MP names Ryan Giggs in UK injunction row

MP says “impractical” to jail users tweeting that footballer has injunction over alleged affair.

Ryan Giggs of Manchester United

John Hemming, a Liberal Democrat MP in the UK, has said it would be impractical to imprison 75,000 Twitter users who have named footballer Ryan Giggs as having a privacy injunction over an alleged affair with Imogen Thomas, a British reality TV star.

Addressing parliament on Monday, Hemming said: “With about 75,000 people having named Ryan Giggs on Twitter, it is impractical to imprison them all.”

Under the UK’s parliamentary privilege rules, serving MPs and members of the House of Lords, the country’s upper house, have the right to legal immunity from prosecution for slander, contempt of court or breaching the official secrets act.

Earlier on Monday, the High Court again ruled that the so-called super injunction should not be lifted, following an application by the UK’s Sun newspaper for it to be discharged.

The judge said: “The court’s duty remains to try and protect the claimant, and particularly his family, from intrusion and harassment so long as it can.”

For weeks, the British media have been fighting the growing use by the rich and famous of “super injunctions” – English court orders which prevent publication of unwelcome stories and prohibit journalists from even reporting that a ban is in place.

A newspaper in Scotland, which has its own legal system, ran a thinly disguised photograph of Giggs on Sunday over an article calling it “unsustainable” to bar reporters from naming the man identified in the Twitter postings.

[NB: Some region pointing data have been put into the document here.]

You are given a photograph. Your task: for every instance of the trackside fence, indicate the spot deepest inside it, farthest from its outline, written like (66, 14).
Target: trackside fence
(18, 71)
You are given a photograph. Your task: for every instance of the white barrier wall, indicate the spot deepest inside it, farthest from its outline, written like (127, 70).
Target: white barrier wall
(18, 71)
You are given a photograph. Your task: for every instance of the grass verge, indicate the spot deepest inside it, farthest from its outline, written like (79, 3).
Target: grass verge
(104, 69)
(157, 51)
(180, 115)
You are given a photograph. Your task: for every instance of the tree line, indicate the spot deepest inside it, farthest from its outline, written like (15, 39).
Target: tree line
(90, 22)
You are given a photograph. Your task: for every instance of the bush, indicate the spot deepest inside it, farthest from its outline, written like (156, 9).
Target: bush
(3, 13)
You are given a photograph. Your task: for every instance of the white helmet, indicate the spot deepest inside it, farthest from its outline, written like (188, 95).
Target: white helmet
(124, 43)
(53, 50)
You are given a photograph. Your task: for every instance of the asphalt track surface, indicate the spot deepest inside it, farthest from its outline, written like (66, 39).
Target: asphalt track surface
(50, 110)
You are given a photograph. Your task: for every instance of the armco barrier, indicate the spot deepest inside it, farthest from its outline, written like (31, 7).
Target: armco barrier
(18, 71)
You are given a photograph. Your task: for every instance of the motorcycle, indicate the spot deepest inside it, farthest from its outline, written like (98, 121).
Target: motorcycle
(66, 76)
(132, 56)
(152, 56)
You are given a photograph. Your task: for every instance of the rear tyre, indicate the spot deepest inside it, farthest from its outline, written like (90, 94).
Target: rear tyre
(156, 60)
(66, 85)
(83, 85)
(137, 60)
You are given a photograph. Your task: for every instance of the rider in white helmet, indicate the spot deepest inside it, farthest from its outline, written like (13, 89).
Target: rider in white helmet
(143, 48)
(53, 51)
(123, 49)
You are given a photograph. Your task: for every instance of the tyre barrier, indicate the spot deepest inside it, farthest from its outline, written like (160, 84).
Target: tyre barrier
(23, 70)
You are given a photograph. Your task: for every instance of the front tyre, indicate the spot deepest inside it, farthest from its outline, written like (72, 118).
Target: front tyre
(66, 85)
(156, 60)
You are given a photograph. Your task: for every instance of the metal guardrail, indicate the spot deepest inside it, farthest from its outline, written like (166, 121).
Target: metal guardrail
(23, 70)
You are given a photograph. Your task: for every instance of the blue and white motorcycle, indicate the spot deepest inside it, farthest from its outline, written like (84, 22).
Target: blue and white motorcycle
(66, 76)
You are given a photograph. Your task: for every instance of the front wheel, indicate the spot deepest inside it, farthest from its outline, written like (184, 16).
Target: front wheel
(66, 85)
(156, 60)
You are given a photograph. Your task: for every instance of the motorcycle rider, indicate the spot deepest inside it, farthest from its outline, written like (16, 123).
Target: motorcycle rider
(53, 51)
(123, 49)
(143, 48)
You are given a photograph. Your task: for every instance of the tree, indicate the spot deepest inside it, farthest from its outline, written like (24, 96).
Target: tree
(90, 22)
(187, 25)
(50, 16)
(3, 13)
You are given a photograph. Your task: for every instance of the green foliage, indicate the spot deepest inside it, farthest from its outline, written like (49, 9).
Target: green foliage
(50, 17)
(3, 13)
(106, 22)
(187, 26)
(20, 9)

Roderick Dadak, a lawyer at UK media firm Lewis Silkin, said the case showed how hard it was to regulate online gossip.

“It has drawn the attention of all, the judiciary and parliament, to the fact that the Internet is pretty much
uncontrollable,” said Dadak.

“Anyone can post whatever they want out of the jurisdiction and there is nothing you can do about it.”

Dominic Grieve, the attorney general, announced on Monday that a parliamentary committee would study the issues raised in what has turned into a clash between politicians and the judiciary.

In a television interview, David Cameron, the prime minister, said: “It is rather unsustainable, this situation, where newspapers can’t print something that everyone else is clearly talking about.

“The danger is that [court] judgements are effectively writing a sort of new law, which is what parliament is meant to do.”